К чему творцу — сиянье зал?
Богат не тот, кто всё имеет,
а тот, кто лишнего не взял.
Умри, людская злость и псовость!
И пусть восторжествуют вновь
вода и хлеб, и соль, и совесть.
«И жизнь, и слёзы, и любовь».
6 мая 1982 г.
***
Успокойся, выпей кофе.
Жизнь – не век, а пять минут.
Будет легче на Голгофе,
где тебя еще распнут.
22 октября 2008 г.
ЗАВИСТЬ
А все-таки славно быть долларовым миллиардером,
привыкшим к роскоши и отменным манерам.
Вот, скажем, заходит он в элитнейший магазин,
Подбородком указывает
на изумительный лимузин.
Дескать, заверните-ка мне
эту вашу суперигрушку.
Я покатаю в ней свою суперподружку.
Или, скажем, у него белоснежная яхта для кругосветки.

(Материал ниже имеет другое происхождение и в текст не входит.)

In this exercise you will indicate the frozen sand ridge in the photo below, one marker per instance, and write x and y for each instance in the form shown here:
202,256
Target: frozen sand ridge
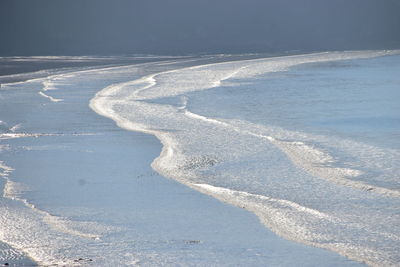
189,159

Или сказочная жар-птица в золотой клетке.
Избранностью своей
он равен всяким там Буддам, Христам и Шивам.
Крепко утер он нос
миллионеришкам вшивым.
Но ведь и он
в этом своем обожаемом культе
завидует миллиардерам
с приставкой мульти.
3 декабря 2008 г.
НА РАССВЕТЕ
Глянешь — восхищенья не сокроешь:
мириады солнышек в росе,
и несметной роскошью сокровищ
блещет луг во всей своей красе.
Розоват дымок от папиросы.
Солнышки сияют и звенят.
И студено-дымчатые росы
до лодыжек ноги леденят.
День был яр. Была прохладна ночка.
Снова солнце светит в синеву.
И легла следов моих цепочка
сквозь седую от росы траву.
27 ноября 2008 г.
***
Солнца радужные спицы
Меж сосновых лап в снегу.
С веток вспархивают птицы,
сыплют блестками пургу.
Тени синие от сосен,
воздух звонок и морозен.
Снег сияет и слепит,
симфонически скрипит.
Ослепительной расцветки
промороженная синь.
И снегирь сидит на ветке,
красной грудкой греет стынь.
Зимний сон лучист и светел.
Мимоходом за селом
эти краски я приметил
и согрел своим теплом.
8 ноября 2008 г.
***
Ветерок сквозит по ветвям за оконцем
и листву шевелит, и качает ветви слегка.
Рефлексирующий Кушнер
или Олег Чухонцев
легко бы воспели его
с легкостью самого ветерка.
Я вообще поражаюсь
способности русских поэтов
потаенные связи нащупывать
и, казалось бы, несоединимое
связывать крепкой строкой,
вдруг открывать неожиданные грани предметов,
глаза уже намозоливших, ибо всегда они под рукой.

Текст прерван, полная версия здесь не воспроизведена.